3. Oklahoma. During a series of video meetings with businesses, Oklahoma Secretary of Commerce and Workforce Development Sean Kouplen said that workers who are receiving unemployment benefits can lose those funds if they refuse job offers from their former employers as the state reopens. He added that it’s likely a person would have to return to work or lose their unemployment benefits if: 1) the person isn’t considered part of a vulnerable population to COVID-19; 2) the job offered has the same or greater pay; and 3) the business is taking steps to mitigate the spread of the disease at the workplace.

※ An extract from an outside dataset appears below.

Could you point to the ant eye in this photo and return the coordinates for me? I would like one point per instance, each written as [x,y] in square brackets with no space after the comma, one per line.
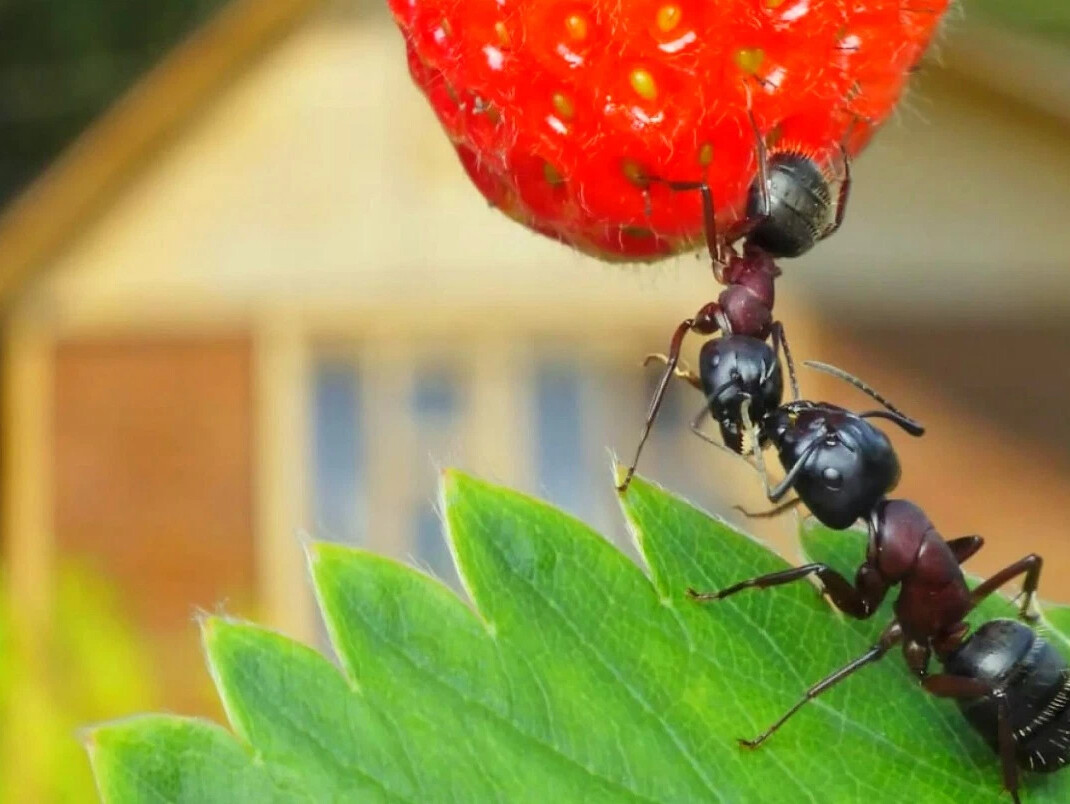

However, Kouplen acknowledged that clarity is needed to adjudicate these decisions and the Oklahoma Employment Security Commission is seeking guidance from the U.S. Department of Labor.

4. South Carolina. The South Carolina Department of Employment and Workforce (SCDEW) posted a notice on its website advising employers that individuals who turn down offers of suitable work aren’t eligible for UI benefits during that week. If an employer has offered an individual a job and he or she refuses it, the employer is advised to report the incident to SCDEW through an on-line portal.

The SCDEW offers a link to an Employer Refusal of Job Offer Guide. For more information:

5. Tennessee. Governor Bill Lee issued Executive Order No. 30 that permits some Tennesseans to return to work under certain guidelines. The Tennessee Department of Labor and Workforce Development states on its website that if unemployment benefit recipients fail to return to work when called, or fail to accept suitable work when offered, they’re no longer eligible for unemployment benefits. “Any benefit you collect after refusing work will result in an overpayment and must be paid back,” it adds.

For more information:

6. Texas. Like many states, the Texas Workforce Commission (TWC) has temporarily loosened the requirement that unemployment benefits recipients be actively looking for work. However, workers receiving benefits who are called back to work may lose benefits if they don’t go back. In an interview with an Austin television station, The TWC’s Executive Director Ed Serna stated: “We’re not going to just cut somebody off because they didn’t go back to work. We’re going to evaluate each of those situations on a case-by-case basis.”

Certain situations would excuse an employee’s refusal to return to work. Serna also noted that the governor’s reopening plan includes workplace safety standards, and that if an individual is concerned about safety, that would certainly be taken into consideration in making a benefit decision. While eligibility will be determined on a case-by-case basis, he acknowledged that it will be difficult for a worker to not go back if he or she is healthy and the employer provides a safe environment

For employer resources related to COVID-19 in Texas, visit:

7. Vermont. On its website, the Vermont Department of Labor reminded unemployment claimants that they’re no longer eligible for UI benefits if their employer recalls them to work and they refuse to return after a temporary furlough related to COVID-19. Here is a question from a benefit recipient, along with the department’s answer:

Q. My employer asked me to come back to work but I do not feel safe going back.  Can I not go back to work and keep filing for unemployment?

A. Failure to accept work when you are able and available will disqualify you for unemployment benefits.

This includes employees who refuse to continue employment provided by the Paycheck Protection Program. If an employer has offered work to a temporarily furloughed employee, and the employee has refused to return to work, the employer can file a Fraud Report online at:

A Changing Environment

The unique circumstances that COVID-19 has posed as caused guidance from state agencies to change. Check with your payroll and tax advisors for the latest information in your situation.